Eine christlich-soziale Haltung ist mit einer Anerkennung der dynamischen Errungenschaften einer europäisch-marktwirtschaftlichen Ordnung verbunden, aber sie geht auf Distanz zu den Auswüchsen exzessiver Wirtschaftsfreiheit. Die Menschheitsgeschichte ist nicht nur eine Geschichte der Gewalt, sondern auch eine Geschichte der Ausbeutung, und die schlecht gestalteten globalisiert-finanzialisierten Märkte der späten Moderne (Wiemeyer 2010) neigen gleichfalls zur maximalen „Abschöpfung“. Das zeigen die Statistiken über Polarisierungsprozesse der letzten Jahrzehnte. Seit dem Entstehen der Industriegesellschaft geht es um das stete Ringen, wie unter jeweils aktuellen Umständen der Kapitalismus domestiziert werden kann, um seine kreativen und wohlstandstreibenden Kräfte zu nutzen, ohne entwürdigende Folgen, Unverschämtheiten und Lähmungen ausufern zu lassen. Seit langer Zeit nennt man das Modell „Soziale Marktwirtschaft“ – eine Rahmenordnung, die einerseits die dynamischen Kräfte eines Marktes nutzt, ermöglicht, fördert, und andererseits ein Leben in Sicherheit und Würde für alle Teilnehmer gewährleistet (Issing 1981; Müller-Armack 1976; Rüstow 1960).

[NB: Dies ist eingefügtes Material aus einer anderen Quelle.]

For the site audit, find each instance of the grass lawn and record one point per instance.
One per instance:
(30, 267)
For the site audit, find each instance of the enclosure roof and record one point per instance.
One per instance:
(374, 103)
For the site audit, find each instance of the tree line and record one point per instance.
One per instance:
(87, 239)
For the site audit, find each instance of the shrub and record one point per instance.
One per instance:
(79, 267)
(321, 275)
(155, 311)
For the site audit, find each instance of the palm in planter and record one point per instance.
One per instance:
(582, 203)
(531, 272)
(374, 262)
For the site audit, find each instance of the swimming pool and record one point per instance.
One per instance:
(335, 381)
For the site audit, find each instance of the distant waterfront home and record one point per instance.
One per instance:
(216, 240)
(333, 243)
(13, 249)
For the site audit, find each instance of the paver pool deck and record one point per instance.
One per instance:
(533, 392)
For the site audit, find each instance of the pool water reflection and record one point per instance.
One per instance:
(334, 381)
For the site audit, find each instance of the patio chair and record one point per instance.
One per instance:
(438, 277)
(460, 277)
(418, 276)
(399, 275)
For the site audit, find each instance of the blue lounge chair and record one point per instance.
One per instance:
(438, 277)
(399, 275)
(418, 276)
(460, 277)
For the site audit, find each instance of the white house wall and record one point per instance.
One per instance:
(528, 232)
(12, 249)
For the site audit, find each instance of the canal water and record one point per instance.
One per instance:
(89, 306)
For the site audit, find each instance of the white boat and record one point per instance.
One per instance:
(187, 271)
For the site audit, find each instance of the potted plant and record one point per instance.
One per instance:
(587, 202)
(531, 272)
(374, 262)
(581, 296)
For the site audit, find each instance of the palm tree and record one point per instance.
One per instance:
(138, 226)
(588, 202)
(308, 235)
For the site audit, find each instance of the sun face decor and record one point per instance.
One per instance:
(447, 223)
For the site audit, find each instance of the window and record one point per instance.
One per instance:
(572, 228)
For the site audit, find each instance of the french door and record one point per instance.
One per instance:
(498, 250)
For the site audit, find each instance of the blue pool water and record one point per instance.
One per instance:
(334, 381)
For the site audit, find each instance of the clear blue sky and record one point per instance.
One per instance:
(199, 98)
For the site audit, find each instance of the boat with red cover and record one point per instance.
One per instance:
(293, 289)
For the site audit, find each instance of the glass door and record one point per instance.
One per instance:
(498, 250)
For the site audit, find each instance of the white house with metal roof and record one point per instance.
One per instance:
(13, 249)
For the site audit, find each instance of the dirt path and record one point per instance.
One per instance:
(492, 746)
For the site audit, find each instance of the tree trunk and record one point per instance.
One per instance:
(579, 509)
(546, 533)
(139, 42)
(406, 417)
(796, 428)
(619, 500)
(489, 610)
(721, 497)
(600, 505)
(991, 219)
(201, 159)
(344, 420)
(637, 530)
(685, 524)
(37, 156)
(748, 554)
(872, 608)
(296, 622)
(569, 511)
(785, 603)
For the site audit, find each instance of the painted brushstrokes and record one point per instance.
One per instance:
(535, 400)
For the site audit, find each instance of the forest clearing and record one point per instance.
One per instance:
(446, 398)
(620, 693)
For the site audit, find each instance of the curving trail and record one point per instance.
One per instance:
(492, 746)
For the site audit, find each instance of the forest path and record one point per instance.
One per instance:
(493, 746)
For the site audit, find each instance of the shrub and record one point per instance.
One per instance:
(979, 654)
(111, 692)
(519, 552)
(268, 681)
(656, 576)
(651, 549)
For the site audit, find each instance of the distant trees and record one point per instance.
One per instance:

Man kann die Eigenverantwortung untertreiben und übertreiben. (a) Man untertreibt sie, wenn man die vollständige Daseinsvorsorge als Aufgabe des Staates festlegt – Etatismus, Paternalismus, wohlfahrtsstaatlicher Autoritarismus; Betreuungsmentalität; Unmündigmachung. (b) Man übertreibt sie, wenn man unter Bezugnahme auf pauschale Freiheitspostulate oder vermeintliche Leistungsträgerschaften Marktergebnisse nicht korrigieren will – dann befinden wir uns beim Brutalkapitalismus, nicht beim schlanken, sondern beim magersüchtigen Staat, bei der Privatisierung von gemeinschaftsnotwendiger Fürsorge. Manche nennen es „Neoliberalismus“. Im Streit der Weltsichten werden Notlagen dann als bloße Ergebnisse von Faulheit oder Disziplinmangel angesehen – Dispositionen, die im Einzelfall natürlich tatsächlich vorkommen können und deren Leugnung wiederum unrealistisch-ideologisch wäre.

Das Wesen der Sozialen Marktwirtschaft besteht darin, dass man die Kräfte der Menschen, vor allem ihre kreativen Fähigkeiten, nach Tunlichkeit wirken lässt, dass man aber die Risiken, die sich mit der Natur des Menschen und mit den Gefährdungen durch das System verbinden, abfedert und Notlagen beseitigt (Kaufmann 2004, 2019). Soziale Marktwirtschaft bedeutet also nicht nur die Beschreibung eines Regelsystems, sondern verweist auf normative Vorstellungen. Die europäische Ausprägung des Sozialstaates (oder Wohlfahrtsstaates) ist eine genuine Innovation (Becker 1994; Herder-Dorneich 1982; Kaelble/Schmid 2004; Strasser 1983). Wenn Vergleiche mit den USA angestellt werden, dann wird etwa das großartige System einer europäischen Krankenversicherung (mit all den Unterschieden in verschiedenen Ländern) immer wieder herausgestellt. Es ist kein Beispiel für gelingende Eigenverantwortung, wenn man, um die erforderliche Magenoperation zu finanzieren, sein Haus verkaufen muss.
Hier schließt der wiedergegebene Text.